“Go therefore and make disciples of all nations…” (Mt 28:19). But the dynamism of this mission, this openness and breadth of the Gospel, cannot be revised to read: “Go into the world and become the world yourselves! Go into the world and confirm it in its secularity!” The opposite is true.
The holy mystery of God, the mustard seed of the Gospel, cannot be identified with the world but is rather destined to permeate the whole world. That is why we must find again the courage to embrace what is sacred, the courage to distinguish what is Christian – not in order to segregate it, but in order to transform it – the courage to be truly dynamic.
In an interview in 1975, Eugene Ionesco, one of the founders of the theater of the absurd, expressed this with all the passion of seeking and searching that characterizes the person of our age.

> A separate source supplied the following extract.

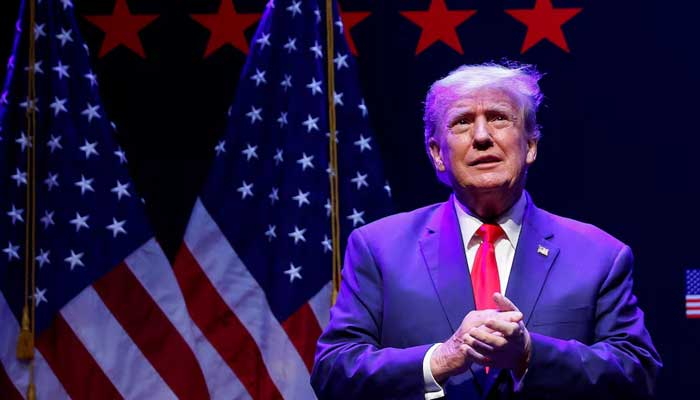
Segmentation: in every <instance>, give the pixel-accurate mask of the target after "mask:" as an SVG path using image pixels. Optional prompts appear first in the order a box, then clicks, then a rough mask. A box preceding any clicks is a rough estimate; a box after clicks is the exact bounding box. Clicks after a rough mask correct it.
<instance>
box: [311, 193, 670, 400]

I quote here a few sentences from that interview. “The Church does not want to lose her present clientele; but she does want to gain new members. The result is a kind of secularization that is truly pitiful. The world is losing its way; the Church is losing herself in the world…I once heard a priest say in Church: Let us be happy, let us shake hands…Jesus is pleased to wish you a pleasant ‘good day’! Before long they will be setting up a bar in church for the Communion of bread and wine and offering sanfwiches and Beaujolais…Nothing is left to us; nothing solid. Everything is in flux. But what we need is a rock.”
It seems to me that if we listen to the voices of our age, of people who are consciously living, suffering, and loving in the world today, we will realize that we cannot serve this world with a kind of banal officiousness. It has no need of confirmation but rather of transformation, of the radicalism of the Gospel.